En Bonares se puede disfrutar de lugares tan curiosos como “El Arboreto del Villar” a 10 Km. de la población. Aquí se encuentran las más diversas variedades de eucalipto, memoria viva de las investigaciones agroforestales iniciadas en los años cincuenta en la provincia de Huelva. El visitante queda cautivado por el aroma a limón de E. citridora, las flores púrpuras de E. sideroxylon o el tronco de E. cinerea.
La zona, que tiene una extensión de 70 Ha., ha sido recientemente acondicionada por la Consejería de Medio Ambiente para visitas. Paseando por el arboreto podremos disfrutar del contraste paisajístico del bosque mediterráneo y del “bosque de eucaliptos” creado, además del canto de una variada avifauna como el ruiseñor común y bastardo, la curruca capirotada, el zarcero común,...

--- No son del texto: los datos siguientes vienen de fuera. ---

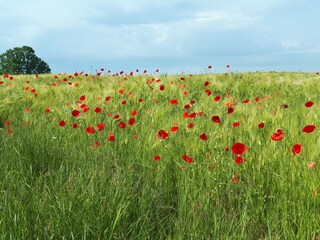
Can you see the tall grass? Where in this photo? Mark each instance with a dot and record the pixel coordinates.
(57, 184)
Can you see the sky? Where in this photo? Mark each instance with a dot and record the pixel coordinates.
(174, 36)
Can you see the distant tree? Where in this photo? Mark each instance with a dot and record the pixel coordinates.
(22, 60)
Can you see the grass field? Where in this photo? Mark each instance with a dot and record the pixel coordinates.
(209, 156)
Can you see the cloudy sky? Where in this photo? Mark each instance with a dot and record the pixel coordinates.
(175, 36)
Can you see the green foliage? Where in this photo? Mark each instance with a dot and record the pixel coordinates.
(56, 184)
(22, 60)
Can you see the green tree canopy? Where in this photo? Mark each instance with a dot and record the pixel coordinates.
(22, 60)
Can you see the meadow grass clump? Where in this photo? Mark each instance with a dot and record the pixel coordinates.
(155, 157)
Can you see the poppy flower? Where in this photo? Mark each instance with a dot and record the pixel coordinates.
(238, 160)
(75, 113)
(230, 110)
(236, 124)
(187, 159)
(187, 106)
(308, 128)
(235, 178)
(97, 110)
(96, 144)
(133, 113)
(217, 98)
(216, 119)
(296, 149)
(192, 115)
(100, 126)
(122, 125)
(309, 104)
(239, 148)
(312, 165)
(131, 121)
(62, 123)
(90, 130)
(278, 135)
(173, 101)
(162, 134)
(110, 137)
(203, 137)
(174, 129)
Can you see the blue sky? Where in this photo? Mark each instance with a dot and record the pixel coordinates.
(175, 36)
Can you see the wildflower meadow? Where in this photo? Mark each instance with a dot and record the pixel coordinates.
(145, 155)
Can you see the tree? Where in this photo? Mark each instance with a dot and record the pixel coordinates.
(22, 60)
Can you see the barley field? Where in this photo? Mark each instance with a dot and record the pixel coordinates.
(155, 156)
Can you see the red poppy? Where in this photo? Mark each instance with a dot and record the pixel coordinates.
(216, 119)
(187, 106)
(239, 160)
(90, 130)
(203, 137)
(162, 134)
(75, 113)
(174, 129)
(131, 121)
(133, 113)
(100, 126)
(96, 144)
(309, 104)
(110, 137)
(173, 101)
(308, 128)
(230, 110)
(217, 98)
(121, 91)
(62, 123)
(187, 159)
(97, 110)
(122, 125)
(278, 135)
(235, 178)
(296, 149)
(239, 148)
(236, 124)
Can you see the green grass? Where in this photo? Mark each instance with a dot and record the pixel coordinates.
(54, 184)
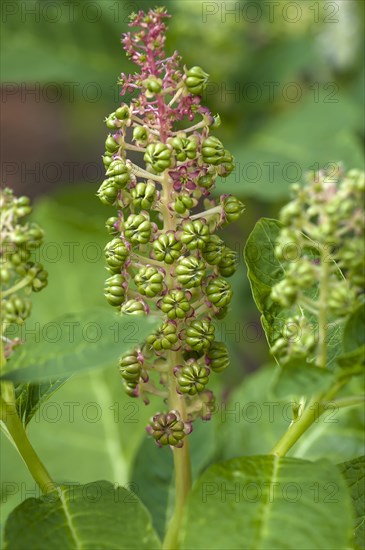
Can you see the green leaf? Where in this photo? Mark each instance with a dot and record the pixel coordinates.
(153, 471)
(285, 147)
(75, 343)
(29, 397)
(266, 502)
(354, 474)
(295, 379)
(353, 340)
(95, 515)
(265, 271)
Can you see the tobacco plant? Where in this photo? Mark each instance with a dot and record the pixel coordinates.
(167, 261)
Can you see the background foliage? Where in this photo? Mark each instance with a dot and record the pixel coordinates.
(289, 95)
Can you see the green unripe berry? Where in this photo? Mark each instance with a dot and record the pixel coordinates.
(232, 208)
(166, 248)
(116, 254)
(206, 181)
(16, 309)
(123, 112)
(167, 429)
(164, 338)
(214, 250)
(140, 134)
(153, 84)
(114, 290)
(175, 304)
(195, 235)
(158, 156)
(149, 281)
(144, 195)
(111, 145)
(185, 148)
(218, 357)
(212, 151)
(196, 80)
(190, 272)
(137, 228)
(130, 367)
(200, 335)
(219, 292)
(192, 378)
(228, 264)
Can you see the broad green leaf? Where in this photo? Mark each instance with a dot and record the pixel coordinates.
(264, 271)
(266, 502)
(75, 343)
(29, 397)
(354, 474)
(252, 420)
(353, 340)
(295, 379)
(95, 515)
(283, 149)
(153, 471)
(88, 430)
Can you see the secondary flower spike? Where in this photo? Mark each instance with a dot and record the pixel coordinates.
(164, 258)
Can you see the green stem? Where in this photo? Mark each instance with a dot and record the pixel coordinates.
(323, 308)
(297, 428)
(15, 428)
(183, 477)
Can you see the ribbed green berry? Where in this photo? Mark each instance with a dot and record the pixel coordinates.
(110, 224)
(218, 357)
(212, 150)
(219, 292)
(196, 80)
(123, 113)
(116, 254)
(200, 335)
(167, 429)
(175, 304)
(183, 202)
(134, 307)
(185, 148)
(114, 290)
(111, 145)
(158, 156)
(214, 250)
(166, 248)
(130, 367)
(143, 195)
(149, 281)
(190, 271)
(227, 164)
(164, 338)
(153, 84)
(140, 134)
(137, 228)
(233, 208)
(195, 235)
(206, 181)
(192, 378)
(119, 172)
(108, 191)
(228, 264)
(16, 309)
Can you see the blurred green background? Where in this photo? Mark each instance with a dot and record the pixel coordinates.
(287, 80)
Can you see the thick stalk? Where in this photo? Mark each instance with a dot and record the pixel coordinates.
(15, 428)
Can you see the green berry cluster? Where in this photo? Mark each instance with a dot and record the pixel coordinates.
(321, 248)
(164, 257)
(20, 275)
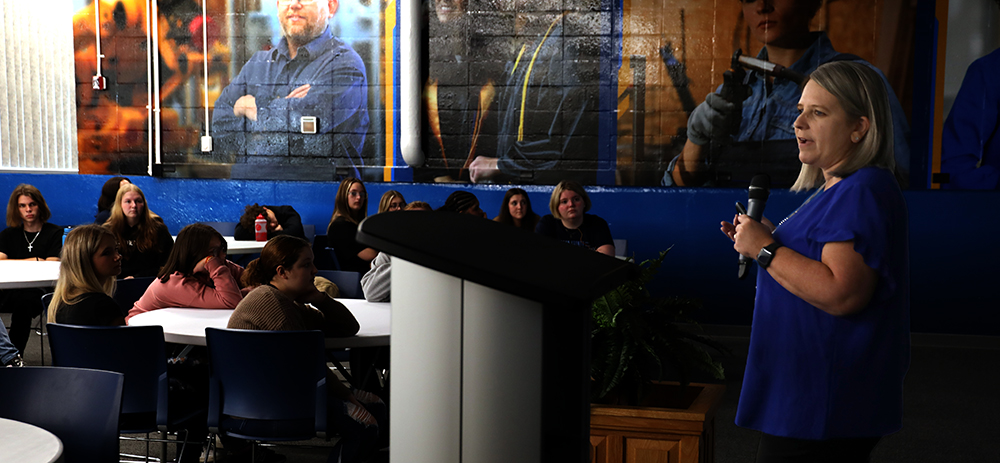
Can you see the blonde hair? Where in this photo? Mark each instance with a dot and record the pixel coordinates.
(861, 92)
(76, 270)
(387, 198)
(558, 191)
(148, 224)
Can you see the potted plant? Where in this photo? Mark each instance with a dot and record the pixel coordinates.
(637, 340)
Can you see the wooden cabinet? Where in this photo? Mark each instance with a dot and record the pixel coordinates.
(650, 434)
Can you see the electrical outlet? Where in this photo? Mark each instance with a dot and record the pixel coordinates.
(308, 124)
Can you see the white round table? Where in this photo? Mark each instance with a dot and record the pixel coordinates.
(25, 443)
(187, 326)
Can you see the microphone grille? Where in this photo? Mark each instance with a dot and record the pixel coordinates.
(760, 186)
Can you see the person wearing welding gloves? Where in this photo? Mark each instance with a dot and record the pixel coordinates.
(783, 27)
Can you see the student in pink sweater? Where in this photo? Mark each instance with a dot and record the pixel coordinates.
(196, 275)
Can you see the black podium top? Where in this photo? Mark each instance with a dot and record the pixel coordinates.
(496, 255)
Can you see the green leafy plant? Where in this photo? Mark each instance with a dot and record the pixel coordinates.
(637, 338)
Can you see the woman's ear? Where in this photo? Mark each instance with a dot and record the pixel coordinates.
(860, 129)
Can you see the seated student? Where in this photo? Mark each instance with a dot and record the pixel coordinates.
(284, 273)
(570, 223)
(516, 210)
(90, 266)
(28, 236)
(392, 200)
(462, 202)
(375, 283)
(108, 193)
(196, 275)
(350, 208)
(281, 220)
(144, 240)
(9, 355)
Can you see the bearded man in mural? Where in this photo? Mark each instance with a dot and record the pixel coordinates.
(264, 116)
(765, 139)
(548, 107)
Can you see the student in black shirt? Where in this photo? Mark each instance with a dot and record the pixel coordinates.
(570, 223)
(281, 220)
(143, 238)
(30, 237)
(90, 266)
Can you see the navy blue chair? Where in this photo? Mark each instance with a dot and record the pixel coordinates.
(139, 353)
(127, 291)
(349, 283)
(325, 258)
(309, 230)
(40, 329)
(267, 385)
(79, 406)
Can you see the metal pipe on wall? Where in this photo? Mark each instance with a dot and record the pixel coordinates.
(409, 83)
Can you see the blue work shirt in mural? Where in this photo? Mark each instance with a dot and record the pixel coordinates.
(970, 152)
(770, 111)
(337, 97)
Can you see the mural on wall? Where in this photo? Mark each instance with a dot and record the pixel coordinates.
(516, 93)
(292, 89)
(610, 93)
(970, 151)
(677, 52)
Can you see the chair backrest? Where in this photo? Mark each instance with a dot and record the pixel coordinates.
(79, 406)
(138, 352)
(46, 300)
(325, 258)
(224, 228)
(127, 291)
(274, 381)
(349, 283)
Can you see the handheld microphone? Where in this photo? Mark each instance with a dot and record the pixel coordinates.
(760, 189)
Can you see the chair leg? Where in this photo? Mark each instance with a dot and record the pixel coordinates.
(163, 447)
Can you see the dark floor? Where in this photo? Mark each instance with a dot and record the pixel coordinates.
(951, 404)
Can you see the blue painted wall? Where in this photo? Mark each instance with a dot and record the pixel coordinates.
(953, 271)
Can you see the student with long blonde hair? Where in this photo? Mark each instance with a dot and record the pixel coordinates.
(350, 208)
(392, 200)
(145, 241)
(90, 265)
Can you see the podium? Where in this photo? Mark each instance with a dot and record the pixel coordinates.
(490, 355)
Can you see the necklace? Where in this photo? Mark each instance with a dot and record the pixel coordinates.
(30, 243)
(810, 198)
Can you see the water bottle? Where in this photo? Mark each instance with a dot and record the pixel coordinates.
(260, 228)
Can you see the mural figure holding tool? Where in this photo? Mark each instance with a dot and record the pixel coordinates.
(746, 127)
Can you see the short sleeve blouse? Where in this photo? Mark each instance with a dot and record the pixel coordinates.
(812, 375)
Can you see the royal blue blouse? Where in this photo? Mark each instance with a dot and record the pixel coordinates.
(812, 375)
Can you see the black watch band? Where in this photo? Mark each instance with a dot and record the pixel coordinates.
(766, 254)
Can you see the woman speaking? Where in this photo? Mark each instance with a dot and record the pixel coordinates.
(830, 343)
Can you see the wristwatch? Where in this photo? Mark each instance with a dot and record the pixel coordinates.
(766, 254)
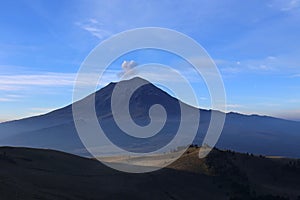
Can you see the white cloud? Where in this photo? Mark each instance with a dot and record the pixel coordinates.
(94, 27)
(128, 65)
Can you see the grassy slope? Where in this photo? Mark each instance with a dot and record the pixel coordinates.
(45, 174)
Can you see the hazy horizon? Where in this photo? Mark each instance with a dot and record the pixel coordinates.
(254, 44)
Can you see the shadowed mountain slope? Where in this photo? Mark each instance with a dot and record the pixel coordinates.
(242, 133)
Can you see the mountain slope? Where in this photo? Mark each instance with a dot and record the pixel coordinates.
(56, 130)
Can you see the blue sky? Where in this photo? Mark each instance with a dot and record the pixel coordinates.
(255, 45)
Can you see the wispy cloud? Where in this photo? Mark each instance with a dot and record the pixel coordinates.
(40, 110)
(94, 27)
(19, 81)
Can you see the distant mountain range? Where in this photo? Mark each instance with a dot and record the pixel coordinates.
(56, 130)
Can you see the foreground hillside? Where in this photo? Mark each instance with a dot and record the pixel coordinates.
(46, 174)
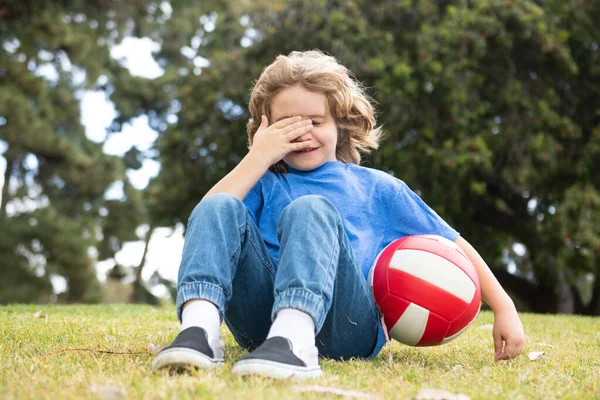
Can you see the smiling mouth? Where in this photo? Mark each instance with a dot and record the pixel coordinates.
(306, 150)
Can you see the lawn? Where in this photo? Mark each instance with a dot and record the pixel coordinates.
(105, 352)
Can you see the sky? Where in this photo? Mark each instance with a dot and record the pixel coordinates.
(164, 253)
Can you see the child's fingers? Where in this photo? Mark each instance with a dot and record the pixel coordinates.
(498, 342)
(299, 131)
(286, 121)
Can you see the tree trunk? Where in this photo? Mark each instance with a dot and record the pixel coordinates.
(140, 293)
(10, 165)
(593, 308)
(138, 271)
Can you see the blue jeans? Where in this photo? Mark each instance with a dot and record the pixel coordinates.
(226, 262)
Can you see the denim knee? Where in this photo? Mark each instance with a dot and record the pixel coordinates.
(307, 205)
(217, 204)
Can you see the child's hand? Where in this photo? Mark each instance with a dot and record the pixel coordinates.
(273, 142)
(509, 337)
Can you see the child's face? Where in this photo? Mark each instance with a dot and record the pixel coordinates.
(296, 100)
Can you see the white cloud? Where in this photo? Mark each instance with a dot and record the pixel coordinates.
(164, 254)
(136, 55)
(97, 113)
(137, 133)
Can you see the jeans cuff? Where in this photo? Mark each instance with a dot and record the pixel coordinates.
(200, 291)
(303, 300)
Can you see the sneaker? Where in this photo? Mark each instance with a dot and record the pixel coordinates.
(190, 349)
(275, 359)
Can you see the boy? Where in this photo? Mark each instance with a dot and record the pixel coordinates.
(280, 248)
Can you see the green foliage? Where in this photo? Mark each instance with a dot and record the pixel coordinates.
(490, 108)
(56, 177)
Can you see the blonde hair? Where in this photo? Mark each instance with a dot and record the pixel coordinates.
(349, 105)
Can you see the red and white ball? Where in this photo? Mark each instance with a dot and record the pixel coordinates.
(426, 288)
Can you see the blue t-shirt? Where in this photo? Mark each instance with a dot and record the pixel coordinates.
(375, 207)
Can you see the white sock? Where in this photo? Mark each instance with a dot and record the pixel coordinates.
(204, 314)
(295, 325)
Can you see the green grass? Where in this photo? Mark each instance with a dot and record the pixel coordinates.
(38, 361)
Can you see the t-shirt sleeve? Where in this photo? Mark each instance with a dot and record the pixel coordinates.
(254, 202)
(417, 218)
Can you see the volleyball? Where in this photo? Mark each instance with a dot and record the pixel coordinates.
(426, 288)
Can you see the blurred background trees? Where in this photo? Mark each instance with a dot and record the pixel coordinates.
(491, 109)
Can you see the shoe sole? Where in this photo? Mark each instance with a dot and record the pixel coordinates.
(183, 357)
(275, 370)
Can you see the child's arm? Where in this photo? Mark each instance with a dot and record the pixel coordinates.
(270, 144)
(508, 330)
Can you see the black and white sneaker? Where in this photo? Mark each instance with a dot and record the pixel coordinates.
(190, 349)
(275, 359)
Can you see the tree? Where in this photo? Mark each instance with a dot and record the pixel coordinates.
(491, 110)
(56, 177)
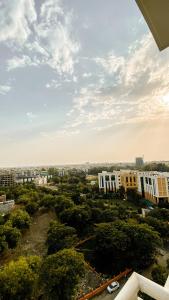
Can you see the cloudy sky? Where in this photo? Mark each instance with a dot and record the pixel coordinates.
(80, 81)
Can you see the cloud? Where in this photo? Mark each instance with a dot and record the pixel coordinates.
(31, 116)
(20, 62)
(87, 75)
(43, 39)
(4, 89)
(128, 90)
(60, 134)
(16, 17)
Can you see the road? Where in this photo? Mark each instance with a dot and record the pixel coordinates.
(106, 296)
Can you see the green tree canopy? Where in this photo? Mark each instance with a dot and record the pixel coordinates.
(160, 213)
(63, 203)
(118, 245)
(18, 279)
(20, 219)
(60, 236)
(77, 217)
(159, 274)
(60, 274)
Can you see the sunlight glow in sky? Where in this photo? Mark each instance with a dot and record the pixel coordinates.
(80, 81)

También podemos visitar los extensos pinares del Parque Natural de Doñana o parajes como la zona de recreo de “El Corchito” a 1 Km. del casco urbano. Este paraje cuenta con una superficie estimada de 5 Ha. de masa arbórea de pinos. Aquí se celebra la romería local (Romerito).
Trayecto: Lineal
Longitud: 10 kms
Dificultad: Media
Tiempo estimado andando: 2 horas
Tiempo estimado en bici: 1 hora
Tiempo estimado en vehículos de motor: 30 minutos
Partimos desde el Corchito y nos dirigimos a la carretera Lucena-Bonares; una vez que llegamos al cruce, tomamos el camino situado frente a nosotros llamado el camino del Madroño, que en pocos metros se unirá al camino de Moguer, donde giraremos a la derecha. Durante este trayecto cruzaremos por un extenso pinar acompañado de matorral y por una urbanización denominada San Cayetano.
Una vez que hemos llegado al cruce con el camino Vereda del Villar, también conocido como Las Payeras, giramos hacia la izquierda para así llegar al Arboreto del Villar. Una vez en la carretera vemos un hermoso paisaje formado por pinos y eucaliptos, en una zona podemos apreciar a los lejos cultivos típicos de la zona como la fresa y la frambuesa.
Durante el recorrido habremos observado varios arroyos, el de la Gragera, la Cañada del Agua y el Arroyo del Avispero. Todos estos cursos desembocan en el arroyo de la Rocina cerca del Palacio del Acebrón. Tras cruzar el arroyo, el paisaje cambia, observándose el cultivo de secano, además del Cortijo del Fraile a la derecha y la finca de la Palomera a la izquierda.
Pasado el arroyo del Villar y después de una pronunciada curva delimitada por centenarios alcornoques se puede contemplar el arboreto.